Understanding (Not Provided) Keyword Data in Two Simple Methods

In the ever-changing landscape of online marketing, there’s one thing we’re absolutely sure of:

Knowledge is power.

From being able to discern our best referral sources, to the obstacles users are encountering on our clients’ sites that keep them from converting, to getting a good hold on what exactly people are looking for on the web, at the core of our online marketing strategy objectives is a need for information.

Luckily, for the past several years Google Analytics and other top providers of web analytics have provided treasure troves of data with pre-built systems that allow us to slice and dice that data to provide actionable insights. We think it’s pretty nifty.

Well, sort of.

There’s a glaring hole in all our web data that continues to grow and compromise our rock-solid insights. One that was just a pesky annoyance when it was first introduced but has steadily grown into an unavoidable obstacle.

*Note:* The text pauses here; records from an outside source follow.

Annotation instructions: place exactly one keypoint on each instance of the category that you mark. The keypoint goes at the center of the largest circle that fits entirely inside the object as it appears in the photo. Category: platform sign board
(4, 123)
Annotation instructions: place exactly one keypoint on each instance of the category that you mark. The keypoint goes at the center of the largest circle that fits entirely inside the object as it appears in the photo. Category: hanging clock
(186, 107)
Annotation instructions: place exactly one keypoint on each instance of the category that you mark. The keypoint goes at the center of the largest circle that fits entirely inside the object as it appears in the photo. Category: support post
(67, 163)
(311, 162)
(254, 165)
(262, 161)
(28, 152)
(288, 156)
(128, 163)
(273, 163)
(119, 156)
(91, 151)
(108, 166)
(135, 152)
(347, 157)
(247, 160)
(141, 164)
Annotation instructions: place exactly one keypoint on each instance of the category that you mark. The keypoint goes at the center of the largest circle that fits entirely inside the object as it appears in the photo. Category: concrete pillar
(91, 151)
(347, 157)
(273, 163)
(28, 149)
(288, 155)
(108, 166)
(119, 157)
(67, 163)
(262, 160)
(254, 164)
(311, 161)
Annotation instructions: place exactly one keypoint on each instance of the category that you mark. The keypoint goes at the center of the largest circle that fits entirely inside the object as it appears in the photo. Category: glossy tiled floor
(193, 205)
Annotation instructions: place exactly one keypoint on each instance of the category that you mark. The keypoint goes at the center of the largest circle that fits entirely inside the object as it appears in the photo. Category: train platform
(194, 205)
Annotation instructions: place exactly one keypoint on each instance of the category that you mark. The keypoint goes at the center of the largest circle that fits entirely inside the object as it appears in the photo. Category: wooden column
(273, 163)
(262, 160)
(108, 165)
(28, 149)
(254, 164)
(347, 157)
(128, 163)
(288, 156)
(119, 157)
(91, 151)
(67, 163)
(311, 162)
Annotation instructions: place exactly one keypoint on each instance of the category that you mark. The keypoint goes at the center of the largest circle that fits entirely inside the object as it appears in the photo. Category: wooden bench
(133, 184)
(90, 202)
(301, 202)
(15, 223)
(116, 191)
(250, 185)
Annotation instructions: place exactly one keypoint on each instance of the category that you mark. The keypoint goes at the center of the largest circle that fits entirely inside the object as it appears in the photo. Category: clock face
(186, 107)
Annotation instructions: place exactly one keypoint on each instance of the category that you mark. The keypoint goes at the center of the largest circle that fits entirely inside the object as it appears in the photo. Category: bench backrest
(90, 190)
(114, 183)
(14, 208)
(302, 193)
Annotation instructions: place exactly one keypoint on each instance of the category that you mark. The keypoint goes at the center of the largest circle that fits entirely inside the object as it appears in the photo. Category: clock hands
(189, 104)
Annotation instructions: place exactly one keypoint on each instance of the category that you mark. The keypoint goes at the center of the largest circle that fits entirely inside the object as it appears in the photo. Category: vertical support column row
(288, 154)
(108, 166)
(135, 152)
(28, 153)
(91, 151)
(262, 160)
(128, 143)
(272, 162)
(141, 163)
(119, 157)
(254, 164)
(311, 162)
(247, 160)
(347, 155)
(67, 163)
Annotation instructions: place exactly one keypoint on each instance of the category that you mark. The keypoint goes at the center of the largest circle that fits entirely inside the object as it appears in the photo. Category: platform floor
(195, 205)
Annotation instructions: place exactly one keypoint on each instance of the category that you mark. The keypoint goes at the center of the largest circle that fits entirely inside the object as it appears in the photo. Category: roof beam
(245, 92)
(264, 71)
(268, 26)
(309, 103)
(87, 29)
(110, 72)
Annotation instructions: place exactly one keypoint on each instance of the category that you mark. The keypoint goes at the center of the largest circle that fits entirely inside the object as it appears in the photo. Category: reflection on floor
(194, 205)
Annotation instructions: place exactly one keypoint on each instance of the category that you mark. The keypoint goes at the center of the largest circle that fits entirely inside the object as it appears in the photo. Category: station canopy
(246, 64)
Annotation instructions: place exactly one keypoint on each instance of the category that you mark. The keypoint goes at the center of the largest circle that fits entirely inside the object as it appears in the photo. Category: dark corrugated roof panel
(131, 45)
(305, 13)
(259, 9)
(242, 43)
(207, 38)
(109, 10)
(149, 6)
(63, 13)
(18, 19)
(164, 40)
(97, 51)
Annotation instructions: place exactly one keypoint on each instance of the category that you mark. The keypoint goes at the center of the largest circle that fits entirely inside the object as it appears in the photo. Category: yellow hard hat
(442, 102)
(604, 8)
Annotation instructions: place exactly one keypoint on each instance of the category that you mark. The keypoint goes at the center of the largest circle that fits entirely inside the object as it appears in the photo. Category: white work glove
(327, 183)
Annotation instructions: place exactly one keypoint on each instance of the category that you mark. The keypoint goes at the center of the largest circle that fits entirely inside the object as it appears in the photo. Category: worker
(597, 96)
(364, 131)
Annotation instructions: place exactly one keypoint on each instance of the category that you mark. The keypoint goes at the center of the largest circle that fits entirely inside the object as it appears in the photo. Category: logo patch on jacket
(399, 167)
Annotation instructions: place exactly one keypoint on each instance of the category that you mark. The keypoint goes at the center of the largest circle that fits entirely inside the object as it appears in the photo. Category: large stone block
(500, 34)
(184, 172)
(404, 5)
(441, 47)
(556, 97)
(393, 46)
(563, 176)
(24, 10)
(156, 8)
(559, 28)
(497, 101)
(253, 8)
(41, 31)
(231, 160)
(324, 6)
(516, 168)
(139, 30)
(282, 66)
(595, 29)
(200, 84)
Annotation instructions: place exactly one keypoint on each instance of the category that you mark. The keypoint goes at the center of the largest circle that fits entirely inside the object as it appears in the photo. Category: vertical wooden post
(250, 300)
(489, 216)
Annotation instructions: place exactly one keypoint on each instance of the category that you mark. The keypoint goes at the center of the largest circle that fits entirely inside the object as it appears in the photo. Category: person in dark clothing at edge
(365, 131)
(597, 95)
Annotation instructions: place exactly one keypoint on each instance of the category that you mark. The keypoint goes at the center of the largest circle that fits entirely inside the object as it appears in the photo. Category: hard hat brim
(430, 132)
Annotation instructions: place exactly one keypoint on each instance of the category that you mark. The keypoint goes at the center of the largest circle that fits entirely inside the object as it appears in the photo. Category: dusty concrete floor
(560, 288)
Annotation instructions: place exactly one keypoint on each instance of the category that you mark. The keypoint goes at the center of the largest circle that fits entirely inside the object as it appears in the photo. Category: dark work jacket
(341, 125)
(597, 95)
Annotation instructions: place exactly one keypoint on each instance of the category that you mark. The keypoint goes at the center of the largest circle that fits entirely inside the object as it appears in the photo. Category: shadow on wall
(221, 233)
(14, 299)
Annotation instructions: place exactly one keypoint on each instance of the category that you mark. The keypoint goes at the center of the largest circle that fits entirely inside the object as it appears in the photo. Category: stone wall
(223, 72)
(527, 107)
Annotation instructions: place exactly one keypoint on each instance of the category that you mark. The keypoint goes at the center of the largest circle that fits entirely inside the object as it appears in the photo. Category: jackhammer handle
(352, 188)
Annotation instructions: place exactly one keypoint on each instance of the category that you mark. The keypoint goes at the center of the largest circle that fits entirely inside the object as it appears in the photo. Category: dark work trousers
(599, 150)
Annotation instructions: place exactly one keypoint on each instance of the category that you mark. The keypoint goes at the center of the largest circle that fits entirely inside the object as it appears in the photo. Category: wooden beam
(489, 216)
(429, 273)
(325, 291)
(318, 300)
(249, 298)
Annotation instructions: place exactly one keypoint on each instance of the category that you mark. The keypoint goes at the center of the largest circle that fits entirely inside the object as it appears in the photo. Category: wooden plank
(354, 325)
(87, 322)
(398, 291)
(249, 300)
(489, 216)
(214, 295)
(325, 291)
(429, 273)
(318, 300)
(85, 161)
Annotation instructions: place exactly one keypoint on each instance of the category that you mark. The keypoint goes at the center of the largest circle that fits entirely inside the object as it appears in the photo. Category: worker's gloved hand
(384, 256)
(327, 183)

(Not Provided) Keyword Data: the online marketer’s and SEO’s constant source of irritation.

At SteadyRain, we’ve been practicing the art of white-hat SEO for the past few years and have continuously evolved our tactics to ensure that as the internet matures, our clients still see success from well-coordinated web development, compelling content and technical SEO. To show our value, we provide our clients with comprehensive reporting that highlights not only Organic Traffic, but Organic Traffic from Non-Branded Keywords, which is the metric that we seek to improve consistently through SEO efforts.

The problem with that metric? A big ol’ chunk of it is hiding in the (Not Provided) keyword data.

After several months of declining visits from Non-Branded queries to multiple clients’ sites that have mirrored the increase in (Not Provided) data, we decided to stop scratching our heads and proactively determine a way to speculate the types of keywords that were falling into the (Not Provided) bucket of keywords.

After researching the topic and gleaning insights from top blog posts like this one by industry leaders like Avinush Kaushik,  we’ve created two simple formulas to apply to our clients’ (Not Provided) data that will allow us to give a more accurate idea of the effectiveness of SEO campaigns in driving organic traffic through Non-Branded keyword phrases.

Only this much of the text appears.